Ele destacou que dividendos e bônus de executivos continuam isentos, enquanto trabalhadores pagam imposto sobre participação nos lucros, e defendeu mudanças que tornem a cobrança mais justa. Além das novas regras do Imposto de Renda, Lula tratou de uma série de outros temas. Veja, a seguir, os principais pontos do discurso do presidente:
Alckmin e elogios à parceria no governo
Lula abriu a fala destacando a relação com o vice-presidente Geraldo Alckmin, afirmando que a parceria entre os dois foi “química” e que dificilmente o país terá “um presidente com um vice dessa qualidade”. O presidente também agradeceu a ministros e parlamentares envolvidos na aprovação da nova faixa de isenção.
Defesa da democracia e respeito ao diálogo
Boa parte do discurso foi dedicada à defesa da democracia. Lula destacou que o país voltou a “acreditar na política, na democracia e na possibilidade de viver na diversidade”. Para ele, o respeito e o diálogo são condições mínimas para o convívio democrático.
Críticas à velha política e práticas superadas
O presidente relembrou episódios de campanhas antigas, criticando práticas assistencialistas que, segundo ele, não ofereciam perspectivas reais à população. Citou distribuição de dentaduras e frentes de trabalho na seca como exemplos de políticas que não garantiam futuro aos mais vulneráveis.
Igualdade de oportunidades e combate ao racismo estrutural
Lula defendeu ações do Estado para ampliar o acesso a quem sempre esteve à margem. Disse não querer tirar espaço de uns para dar a outros, mas garantir oportunidades reais à população negra: “dar ao negro a oportunidade de ter o que ele nunca teve”. Também ressaltou que a pobreza atinge igualmente negros e brancos.
Críticas à concentração de renda e defesa do consumo popular
O presidente afirmou que a concentração de renda produz miséria, enquanto a distribuição por meio do consumo das famílias impulsiona toda a economia. Segundo ele, quando os mais pobres têm renda, toda a cadeia produtiva, inclusive os setores mais ricos, é beneficiada.
Fome, desigualdade global e indignação social
Lula citou dados sobre a produção mundial de alimentos e a persistência da fome em vários países. Disse que a desigualdade deve gerar indignação e afirmou ser impossível dormir tranquilo “se do lado alguém não pode comer”.

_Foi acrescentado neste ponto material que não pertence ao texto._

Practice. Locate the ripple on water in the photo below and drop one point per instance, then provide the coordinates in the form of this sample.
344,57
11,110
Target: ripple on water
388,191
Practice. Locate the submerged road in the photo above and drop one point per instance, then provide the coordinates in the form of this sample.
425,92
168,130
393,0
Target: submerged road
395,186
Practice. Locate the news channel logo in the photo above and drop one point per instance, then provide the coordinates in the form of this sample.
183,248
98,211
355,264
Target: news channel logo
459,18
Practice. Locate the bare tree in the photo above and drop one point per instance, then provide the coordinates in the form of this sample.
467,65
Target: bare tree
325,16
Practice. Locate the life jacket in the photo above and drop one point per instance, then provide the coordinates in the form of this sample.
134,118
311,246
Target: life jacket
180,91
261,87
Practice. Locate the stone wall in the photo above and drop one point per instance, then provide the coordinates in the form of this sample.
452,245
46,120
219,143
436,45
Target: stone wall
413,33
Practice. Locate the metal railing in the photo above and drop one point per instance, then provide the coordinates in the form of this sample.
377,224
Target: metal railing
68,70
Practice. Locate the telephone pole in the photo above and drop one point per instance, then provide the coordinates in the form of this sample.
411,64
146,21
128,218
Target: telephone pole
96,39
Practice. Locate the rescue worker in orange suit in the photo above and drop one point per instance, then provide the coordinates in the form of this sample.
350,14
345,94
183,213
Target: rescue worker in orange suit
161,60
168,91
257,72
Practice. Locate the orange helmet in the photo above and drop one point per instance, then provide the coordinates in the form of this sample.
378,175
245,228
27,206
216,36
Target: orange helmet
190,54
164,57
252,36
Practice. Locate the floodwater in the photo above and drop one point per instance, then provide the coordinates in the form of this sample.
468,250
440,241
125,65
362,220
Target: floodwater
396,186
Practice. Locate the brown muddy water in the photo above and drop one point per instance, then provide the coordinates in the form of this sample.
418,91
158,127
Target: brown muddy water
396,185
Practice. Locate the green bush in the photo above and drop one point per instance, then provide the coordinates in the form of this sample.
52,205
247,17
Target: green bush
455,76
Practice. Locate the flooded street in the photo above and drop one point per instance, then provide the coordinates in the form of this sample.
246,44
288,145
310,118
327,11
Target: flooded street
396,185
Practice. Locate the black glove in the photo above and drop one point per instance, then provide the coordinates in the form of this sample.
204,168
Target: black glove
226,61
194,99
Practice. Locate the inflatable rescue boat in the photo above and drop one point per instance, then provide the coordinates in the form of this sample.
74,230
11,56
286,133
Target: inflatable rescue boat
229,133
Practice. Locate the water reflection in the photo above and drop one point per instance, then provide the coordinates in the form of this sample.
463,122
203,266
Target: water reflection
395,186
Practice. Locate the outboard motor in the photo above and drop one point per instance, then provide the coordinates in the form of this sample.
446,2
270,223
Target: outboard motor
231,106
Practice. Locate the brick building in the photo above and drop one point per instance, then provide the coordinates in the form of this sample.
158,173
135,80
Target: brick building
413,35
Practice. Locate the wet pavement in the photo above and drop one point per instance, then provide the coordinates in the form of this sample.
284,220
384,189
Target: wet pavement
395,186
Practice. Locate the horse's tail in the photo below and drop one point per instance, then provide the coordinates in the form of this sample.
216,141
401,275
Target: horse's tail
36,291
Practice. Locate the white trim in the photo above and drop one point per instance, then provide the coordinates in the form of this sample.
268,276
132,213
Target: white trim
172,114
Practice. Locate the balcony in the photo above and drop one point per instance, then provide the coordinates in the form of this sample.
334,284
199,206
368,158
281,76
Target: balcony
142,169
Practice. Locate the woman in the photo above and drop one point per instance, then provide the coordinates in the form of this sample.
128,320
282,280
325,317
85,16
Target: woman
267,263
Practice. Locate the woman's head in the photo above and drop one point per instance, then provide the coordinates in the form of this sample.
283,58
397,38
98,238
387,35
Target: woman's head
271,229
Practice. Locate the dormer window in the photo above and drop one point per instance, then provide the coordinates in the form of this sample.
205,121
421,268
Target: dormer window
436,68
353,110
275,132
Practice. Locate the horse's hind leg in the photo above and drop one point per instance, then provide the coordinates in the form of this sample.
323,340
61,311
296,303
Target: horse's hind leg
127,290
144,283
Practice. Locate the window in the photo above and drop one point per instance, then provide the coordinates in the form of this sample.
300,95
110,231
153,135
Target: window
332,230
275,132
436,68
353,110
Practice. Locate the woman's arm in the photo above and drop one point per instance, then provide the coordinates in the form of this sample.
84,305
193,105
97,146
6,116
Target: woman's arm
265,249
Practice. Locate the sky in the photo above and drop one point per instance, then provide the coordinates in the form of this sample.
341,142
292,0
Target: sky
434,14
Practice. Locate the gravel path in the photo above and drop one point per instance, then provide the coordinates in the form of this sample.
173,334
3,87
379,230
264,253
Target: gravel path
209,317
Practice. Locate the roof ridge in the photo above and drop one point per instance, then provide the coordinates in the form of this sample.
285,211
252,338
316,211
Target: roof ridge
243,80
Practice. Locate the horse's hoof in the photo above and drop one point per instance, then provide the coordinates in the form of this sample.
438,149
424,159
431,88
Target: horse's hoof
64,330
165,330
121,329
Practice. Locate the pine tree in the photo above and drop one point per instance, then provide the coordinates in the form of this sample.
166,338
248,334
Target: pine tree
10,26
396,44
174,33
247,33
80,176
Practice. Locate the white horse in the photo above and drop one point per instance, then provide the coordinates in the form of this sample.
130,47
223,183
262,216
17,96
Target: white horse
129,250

Tecnologia, robotização e desafios para o emprego
A robotização e a digitalização da economia também foram temas centrais. Lula afirmou que a promessa de que robôs tirariam “o trabalhador do pesado” não se concretizou e que o avanço tecnológico eliminou postos de trabalho. Ele levantou a preocupação sobre quem garantirá a sobrevivência dos trabalhadores que perderem espaço na economia digital.